Ng also brought a more contemporary set of artifacts to Salinas for more context: backpacks, water bottles and other items brought across the border by undocumented migrants, likely during the large post-COVID spike in migration in 2021. Ng and Salinas had collaborated previously at Grinnell on Hostile Terrain 94, a documentary art piece tracking migrant deaths along the border in Arizona.

The duo felt it was necessary to include more contemporary migration in their research for context, as well as patterns of migration practiced by Indigenous people before colonization. “I think it’s important to keep these conversations going on migration today in the United States,” Salinas said. 

‘Let the hypothesis die’

The conference closed with a presentation by Dr. Justin Garnett, a new addition to the Center for Big Bend Studies whose research focuses on “stone and bone” and how those materials were used in the manufacture and discard of tools. His presentation focused on the Basketmaker II period (from around 4000 to 1500 B.C.), testing out a hypothesis that these ancient people used curved sticks to defend against atlatl darts. 

Weapons and projectile points are a big specialty field within archaeology, but researchers rarely get to test out prehistoric technologies for themselves. “People seem reluctant to do combat simulations,” Garnett explained, despite the fact that there are a number of contemporary sports that approximate old ways of fighting. 
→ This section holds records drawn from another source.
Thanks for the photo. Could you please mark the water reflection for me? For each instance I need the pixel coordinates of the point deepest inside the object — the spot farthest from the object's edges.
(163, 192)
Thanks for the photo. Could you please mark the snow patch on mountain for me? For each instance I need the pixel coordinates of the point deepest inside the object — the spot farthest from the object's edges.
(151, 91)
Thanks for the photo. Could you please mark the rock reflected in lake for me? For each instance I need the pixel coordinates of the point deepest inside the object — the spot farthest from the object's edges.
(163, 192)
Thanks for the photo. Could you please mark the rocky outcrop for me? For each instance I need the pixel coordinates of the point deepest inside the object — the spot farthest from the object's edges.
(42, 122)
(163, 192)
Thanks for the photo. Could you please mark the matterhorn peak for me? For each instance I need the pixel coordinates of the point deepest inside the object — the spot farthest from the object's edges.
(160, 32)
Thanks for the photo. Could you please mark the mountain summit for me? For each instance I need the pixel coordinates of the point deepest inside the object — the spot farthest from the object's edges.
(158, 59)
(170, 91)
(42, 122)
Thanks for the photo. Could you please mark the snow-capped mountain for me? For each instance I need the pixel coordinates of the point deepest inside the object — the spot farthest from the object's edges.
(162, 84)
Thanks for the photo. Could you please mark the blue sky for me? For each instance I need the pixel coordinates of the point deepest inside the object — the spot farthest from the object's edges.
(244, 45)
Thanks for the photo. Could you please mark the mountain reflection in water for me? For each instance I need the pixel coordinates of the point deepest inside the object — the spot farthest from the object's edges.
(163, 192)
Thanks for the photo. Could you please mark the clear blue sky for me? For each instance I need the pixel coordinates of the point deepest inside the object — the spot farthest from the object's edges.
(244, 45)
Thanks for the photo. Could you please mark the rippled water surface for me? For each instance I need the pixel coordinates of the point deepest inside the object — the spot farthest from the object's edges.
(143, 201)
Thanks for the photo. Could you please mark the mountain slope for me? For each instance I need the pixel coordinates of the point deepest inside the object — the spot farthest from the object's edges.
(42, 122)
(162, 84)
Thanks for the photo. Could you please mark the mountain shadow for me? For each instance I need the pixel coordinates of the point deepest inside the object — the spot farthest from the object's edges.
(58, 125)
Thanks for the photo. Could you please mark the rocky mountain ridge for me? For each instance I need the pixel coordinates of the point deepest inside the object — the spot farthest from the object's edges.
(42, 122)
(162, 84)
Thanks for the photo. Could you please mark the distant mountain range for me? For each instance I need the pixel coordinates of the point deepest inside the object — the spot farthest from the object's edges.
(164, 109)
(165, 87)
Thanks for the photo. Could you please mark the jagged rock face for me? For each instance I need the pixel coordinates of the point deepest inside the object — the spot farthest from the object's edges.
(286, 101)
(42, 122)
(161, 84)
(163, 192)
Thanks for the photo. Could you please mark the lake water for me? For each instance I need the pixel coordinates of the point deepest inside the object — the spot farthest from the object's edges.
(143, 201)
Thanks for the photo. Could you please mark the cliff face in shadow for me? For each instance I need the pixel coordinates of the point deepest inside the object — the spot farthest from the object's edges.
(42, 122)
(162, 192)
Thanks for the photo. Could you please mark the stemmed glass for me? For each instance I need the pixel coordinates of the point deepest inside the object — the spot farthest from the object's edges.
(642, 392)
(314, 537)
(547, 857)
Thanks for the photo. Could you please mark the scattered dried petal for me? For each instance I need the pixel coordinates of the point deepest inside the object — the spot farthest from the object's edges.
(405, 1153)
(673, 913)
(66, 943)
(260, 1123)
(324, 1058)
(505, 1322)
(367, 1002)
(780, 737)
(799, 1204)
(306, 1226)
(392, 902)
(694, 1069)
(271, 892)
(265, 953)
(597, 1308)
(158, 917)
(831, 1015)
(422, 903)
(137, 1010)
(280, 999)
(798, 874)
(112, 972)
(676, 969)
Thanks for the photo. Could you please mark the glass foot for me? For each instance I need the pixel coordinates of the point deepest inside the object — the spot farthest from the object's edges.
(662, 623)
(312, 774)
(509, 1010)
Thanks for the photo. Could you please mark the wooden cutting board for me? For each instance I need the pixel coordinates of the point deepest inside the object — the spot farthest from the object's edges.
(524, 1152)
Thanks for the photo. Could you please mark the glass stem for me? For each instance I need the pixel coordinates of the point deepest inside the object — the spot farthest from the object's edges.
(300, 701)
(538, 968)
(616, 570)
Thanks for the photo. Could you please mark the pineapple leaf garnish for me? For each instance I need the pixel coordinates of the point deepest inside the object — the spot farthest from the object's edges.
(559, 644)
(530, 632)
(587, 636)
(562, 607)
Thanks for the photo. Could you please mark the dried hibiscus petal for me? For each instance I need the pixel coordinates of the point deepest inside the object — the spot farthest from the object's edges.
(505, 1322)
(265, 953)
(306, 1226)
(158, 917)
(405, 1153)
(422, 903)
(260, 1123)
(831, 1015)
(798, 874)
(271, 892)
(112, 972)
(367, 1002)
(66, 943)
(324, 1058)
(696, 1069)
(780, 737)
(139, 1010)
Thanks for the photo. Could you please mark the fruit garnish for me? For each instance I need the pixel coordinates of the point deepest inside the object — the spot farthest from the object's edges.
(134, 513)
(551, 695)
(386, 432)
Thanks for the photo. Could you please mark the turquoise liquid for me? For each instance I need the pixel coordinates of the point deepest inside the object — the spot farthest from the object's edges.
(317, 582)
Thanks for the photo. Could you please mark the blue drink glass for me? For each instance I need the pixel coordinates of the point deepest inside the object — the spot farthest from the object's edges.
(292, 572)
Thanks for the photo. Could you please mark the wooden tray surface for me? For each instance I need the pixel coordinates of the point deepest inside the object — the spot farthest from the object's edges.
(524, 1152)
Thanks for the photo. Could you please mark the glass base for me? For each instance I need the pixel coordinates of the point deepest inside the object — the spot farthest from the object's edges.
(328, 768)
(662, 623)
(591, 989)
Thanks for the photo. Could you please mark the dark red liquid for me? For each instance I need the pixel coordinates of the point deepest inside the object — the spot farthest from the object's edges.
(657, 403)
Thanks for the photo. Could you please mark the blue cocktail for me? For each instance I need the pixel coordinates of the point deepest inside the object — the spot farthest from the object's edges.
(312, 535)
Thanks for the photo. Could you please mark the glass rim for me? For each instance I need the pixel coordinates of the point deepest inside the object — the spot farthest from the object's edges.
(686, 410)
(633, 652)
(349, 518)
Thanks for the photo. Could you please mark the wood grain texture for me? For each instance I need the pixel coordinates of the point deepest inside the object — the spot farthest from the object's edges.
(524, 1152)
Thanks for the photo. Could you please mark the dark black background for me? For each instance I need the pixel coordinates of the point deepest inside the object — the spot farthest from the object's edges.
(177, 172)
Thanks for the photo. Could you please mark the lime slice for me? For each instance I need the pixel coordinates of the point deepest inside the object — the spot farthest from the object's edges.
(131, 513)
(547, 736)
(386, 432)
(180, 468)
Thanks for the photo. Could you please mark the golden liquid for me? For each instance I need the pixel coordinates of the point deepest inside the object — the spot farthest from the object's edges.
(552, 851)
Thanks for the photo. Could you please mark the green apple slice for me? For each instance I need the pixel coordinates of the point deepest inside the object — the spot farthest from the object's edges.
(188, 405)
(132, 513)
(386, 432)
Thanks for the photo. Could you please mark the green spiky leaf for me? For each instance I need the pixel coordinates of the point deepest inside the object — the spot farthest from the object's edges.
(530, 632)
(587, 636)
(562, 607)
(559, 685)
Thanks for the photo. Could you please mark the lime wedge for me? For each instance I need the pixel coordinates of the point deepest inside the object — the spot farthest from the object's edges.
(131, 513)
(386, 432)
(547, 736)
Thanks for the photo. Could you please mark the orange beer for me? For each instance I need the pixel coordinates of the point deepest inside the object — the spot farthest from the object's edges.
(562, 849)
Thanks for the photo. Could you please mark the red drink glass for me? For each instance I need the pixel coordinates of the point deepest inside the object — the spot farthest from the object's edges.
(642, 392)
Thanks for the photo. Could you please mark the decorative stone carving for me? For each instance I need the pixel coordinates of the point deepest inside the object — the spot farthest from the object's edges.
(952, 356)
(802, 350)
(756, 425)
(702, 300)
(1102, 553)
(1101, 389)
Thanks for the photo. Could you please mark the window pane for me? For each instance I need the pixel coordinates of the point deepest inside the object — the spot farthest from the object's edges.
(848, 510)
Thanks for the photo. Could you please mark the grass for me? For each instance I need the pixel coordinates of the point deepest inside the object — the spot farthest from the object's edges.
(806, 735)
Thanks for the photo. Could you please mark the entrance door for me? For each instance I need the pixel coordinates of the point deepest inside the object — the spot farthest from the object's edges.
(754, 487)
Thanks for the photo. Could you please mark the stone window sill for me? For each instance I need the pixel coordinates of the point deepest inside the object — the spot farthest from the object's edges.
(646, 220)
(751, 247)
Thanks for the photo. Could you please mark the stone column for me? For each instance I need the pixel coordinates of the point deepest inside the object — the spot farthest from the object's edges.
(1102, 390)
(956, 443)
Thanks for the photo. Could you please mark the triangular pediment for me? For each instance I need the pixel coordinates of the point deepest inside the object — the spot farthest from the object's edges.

Garnett, CBBS Professor Devin Pettigrew and a team of resilient volunteers worked over the course of several years to perfect their simulation, experimenting with different ways to blunt the projectiles. (Golf club tips “were a disaster,” but an approximation of contemporary archery tag seemed to work.) 

Even while wearing a significant amount of padding, the projectiles—propelled, for scientific realism, by enough force to kill a deer—made their mark. Learning how to brace so as not to flinch and sully the results took lots of practice and grit. “You’d get so sick of it,” Garnett said of being repeatedly shot at by high-speed darts. 

The team was trying to figure out if the curved sticks they were finding at Basketmaker II sites were used to whack incoming projectiles out of the air during combat, but the team found—over the course of several years and innumerable bruises—that even with practice, they more often than not hurt themselves when attempting to fend off darts with the curved stick. Instead, it may be more likely that these sticks were used as boomerangs—when thrown, they can carry enough force to break the legs of animals as large as horses. “It might be time to let the fending stick hypothesis die,” Garnett said.